Imagine being in a terrible accident and ending up in a coma. Once awoken from this coma, you realize that you no longer speak in the accent that you grew up speaking. You spoke with an American accent before but now you sound British. Other people may think you are faking because to them there is no conceivable way your pattern of speech could change so dramatically. The doctor diagnoses you with Foreign Accent Syndrome (FAS) but what exactly is it?
Foreign Accent Syndrome or FAS is a speech disorder which can be the result of brain injury, stroke, or sometimes unknown etiology. Speech timing, intonation, and tongue placement are all significantly altered so as to make the speaker sound like they have a foreign accent. Some speech changes that are caused by FAS include:
- unusual intonation
- consonant substitution, deletion, or distortion
- voicing errors
- trouble with consonant clusters
- vowel distortions or prolongations
To listen to the differences between speech in a FAS patient before and after their injury, click here.
After reading all of this information, I was curious as to whether or not a native speaker would be able to recognize someone with this syndrome versus someone with the authentic accent. I researched and came upon a study that aimed to find the answer to that question. Dutch was the accent that was used in the study and it seemed that the native speakers of Dutch were unequivocally recognized by other native speakers and people with other foreign accents were correctly identified on the whole as being non-native speakers of Dutch.

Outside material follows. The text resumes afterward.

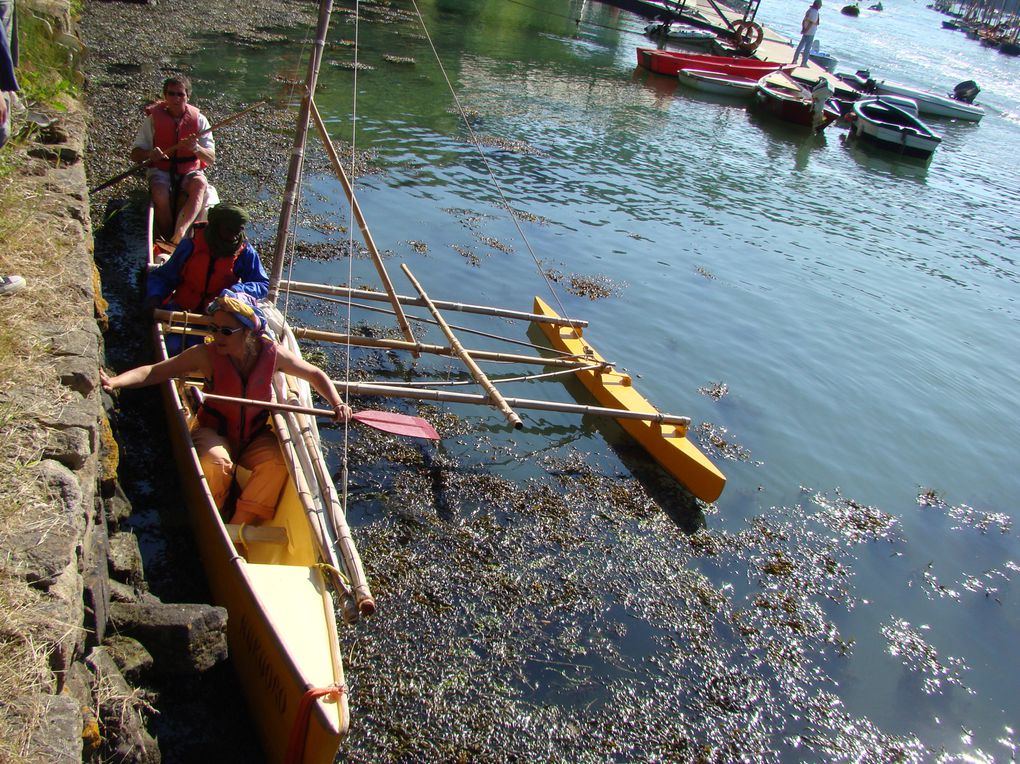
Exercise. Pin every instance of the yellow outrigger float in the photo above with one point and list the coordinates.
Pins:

However, to clarify, the “…speakers with Foreign Accent Syndrome, however, were in some sense perceived as foreign and in some sense as native by listeners, but not as foreign as speakers with a real foreign accent nor as native as real native speakers. These results are accounted for in terms of a misinterpretation of markers of speech pathology as markers regional affiliation.”
I found this to be a fascinating topic to research because it is definitely a cognitive deficit however with all that we do know about the brain, no one can conclusively say how it occurs in some people and yet not in others. Hopefully more research into this phenomenon will give doctors a better understanding of this frustrating syndrome.